The present invention relates to an improved fuel vaporizing apparatus suitable for vaporing the liquid fuel or fuel-air charge for an internal combustion engine or gas turbine prior to its introduction into said engine or gas turbine, comprising such an apparatus and to automotive vehicles which comprise such an internal combustion engine or gas turbine having said apparatus.
The conventional spark-ignition engine relies on a carburetor to mix a desired proportion of a volatile fuel with the inlet air. For complete combustion of the fuel-air mixture the fuel needs to be uniformly dispersed in the air. Such a uniform mixture is seldom if ever obtained in practice with a conventional carburetor, and manifold fuel injection offers only marginal improvement.
In the conventional gas turbine a uniform fuel-air mixture (and uniform turbine entry temperature) is equally hard to achieve.

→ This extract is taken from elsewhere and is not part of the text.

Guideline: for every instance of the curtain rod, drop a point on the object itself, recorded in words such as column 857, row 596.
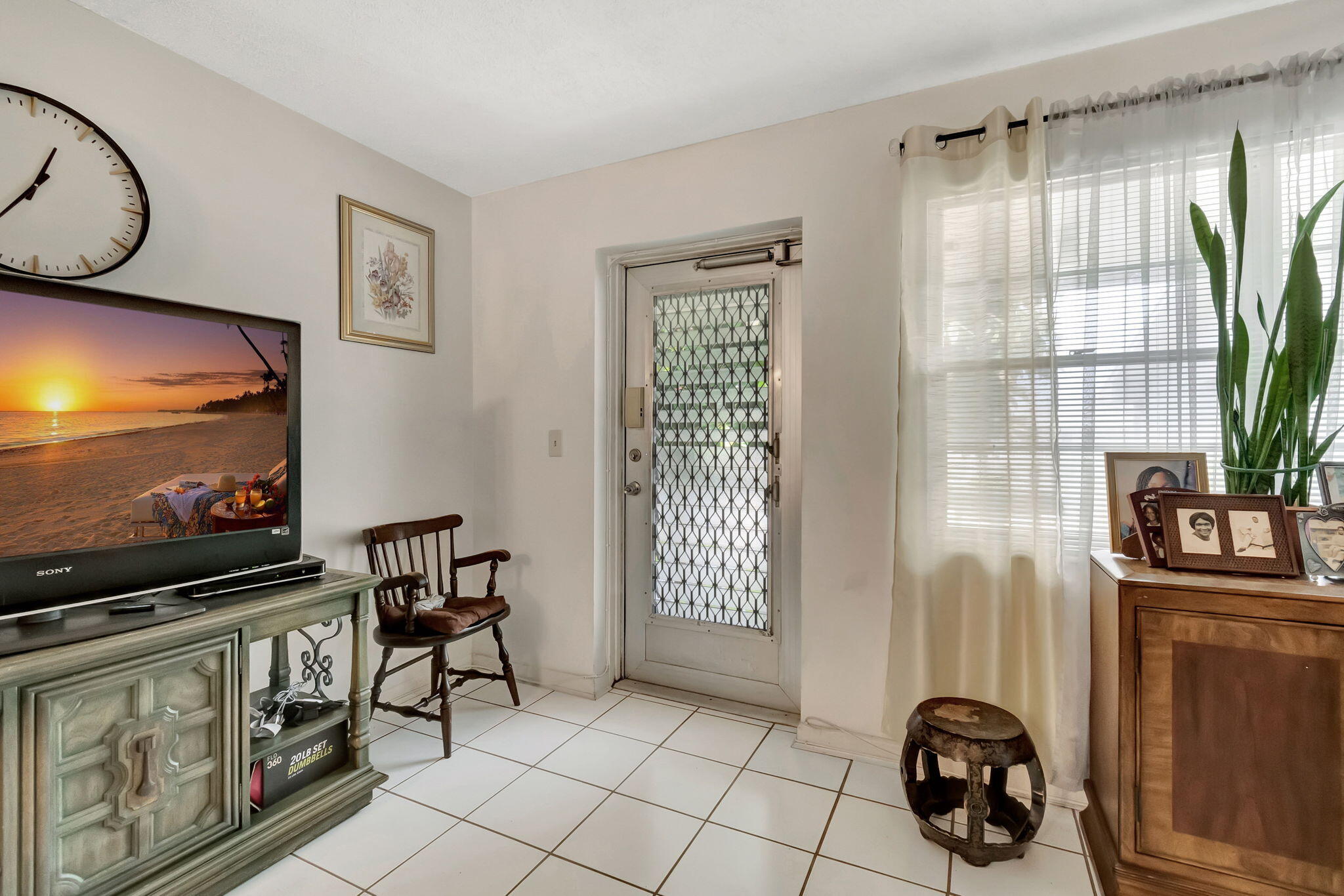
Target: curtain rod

According to the inventions disclosed in U.S. Pat. No. 3,763,838 and U.S. patent applications Ser. No. 461,180 filed Apr. 15, 1974 and Ser. No. 461,174 filed Apr. 15, 1974, fuel vaporizing devices suitable for vaporizing the liquid fuel charge for an internal combustion engine or gas turbine prior to its introduction into said engine or gas turbine, and prior to or after mixing of the fuel with the main stream of combustion air, comprise one or more heat pipes, each of which is in the form of a sealed vessel containing a heat transfer fluid and is so constructed that in operation the heat transfer fluid in the said heat pipe or heat pipes is evaporated in the so-called heat-receiving zone of the heat pipe by heat received from the exhaust gases of the said engine or of the said gas turbine, and condensation of the said evaporated heat transfer fluid takes place by discharging heat for the evaporation of fuel to be combusted in the so-called fuel vaporizing zone of the heat pipe where the fuel is vaporized.
The use of one or more heat pipes enables heat to be supplied to the fuel or fuel-air mixture within a restricted temperature range virtually regardless of the rate at which the fuel is demanded. Furthermore, at start-up the heat pipe or pipes reach their operating temperature very much more quickly than a solid heat conductor.

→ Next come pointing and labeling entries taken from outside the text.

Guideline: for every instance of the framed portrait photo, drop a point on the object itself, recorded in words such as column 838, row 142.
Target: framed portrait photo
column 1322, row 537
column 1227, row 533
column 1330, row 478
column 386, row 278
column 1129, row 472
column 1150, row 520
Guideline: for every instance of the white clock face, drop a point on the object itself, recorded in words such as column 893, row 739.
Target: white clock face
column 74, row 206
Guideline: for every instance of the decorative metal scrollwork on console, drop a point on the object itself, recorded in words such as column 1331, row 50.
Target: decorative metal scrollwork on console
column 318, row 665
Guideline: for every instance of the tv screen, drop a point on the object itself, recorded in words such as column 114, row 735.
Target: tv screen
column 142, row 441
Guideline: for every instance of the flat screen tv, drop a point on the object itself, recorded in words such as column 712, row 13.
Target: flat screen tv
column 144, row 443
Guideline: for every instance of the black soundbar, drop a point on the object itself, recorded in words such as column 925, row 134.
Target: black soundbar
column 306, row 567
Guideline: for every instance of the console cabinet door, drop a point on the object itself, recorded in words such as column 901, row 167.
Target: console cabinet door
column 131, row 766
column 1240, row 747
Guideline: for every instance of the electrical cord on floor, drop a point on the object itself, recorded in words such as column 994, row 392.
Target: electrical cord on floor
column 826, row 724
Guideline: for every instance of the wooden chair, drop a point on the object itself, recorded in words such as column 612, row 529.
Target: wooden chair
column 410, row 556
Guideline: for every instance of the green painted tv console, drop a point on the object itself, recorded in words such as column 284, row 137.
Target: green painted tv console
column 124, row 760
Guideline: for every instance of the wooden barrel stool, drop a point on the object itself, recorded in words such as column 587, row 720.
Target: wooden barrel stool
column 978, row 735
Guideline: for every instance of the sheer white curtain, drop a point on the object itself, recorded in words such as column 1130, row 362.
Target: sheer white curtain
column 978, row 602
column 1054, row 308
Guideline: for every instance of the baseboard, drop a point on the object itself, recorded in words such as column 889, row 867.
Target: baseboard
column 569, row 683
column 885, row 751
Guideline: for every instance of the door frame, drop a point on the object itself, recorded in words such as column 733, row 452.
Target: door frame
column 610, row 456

The heat transfer fluid present in said heat pipe or pipes preferably has a boiling point at atmospheric pressure up to 400.degree.C.
As the heat demanded from the heat pipe can vary considerably, surplus heat can be removed by additional cooling means. These can, e.g., consist of a honeycomb or a multitubular condenser in the upper part of the heat pipe which, e.g., is cooled with the aid of the cooling system of the engine. When additional cooling means are used a separate return line is advantageously provided for returning heat transfer fluid condensed by these means to the liquid bulk of that fluid in the heat pipe, without contacting this condensed heat transfer fluid with the fuel vaporizing section or the rising vapor of the heat transfer fluid. It is also possible to cool the upper part of the heat pipe itself by circulating coolant from the cooling system of the engine therethrough. Air may also be used as additional cooling agent.
The additional cooling means discussed do not show a great flexibility and may not be able in all cases to accept sufficient heat from the vapor of the heat transfer fluid to condense such an amount of the latter vapor that no undesired high pressure in the heat pipe is built up.
Moreover leakages in the heat pipe through which heat transfer fluid is removed therefrom are not easily discerned in the heat pipe systems proposed hitherto.
Furthermore, it is considered as a drawback that in the known devices two liquid-containing systems are present in one engine, viz the cooling system and the heat pipe, which are not connected with each other.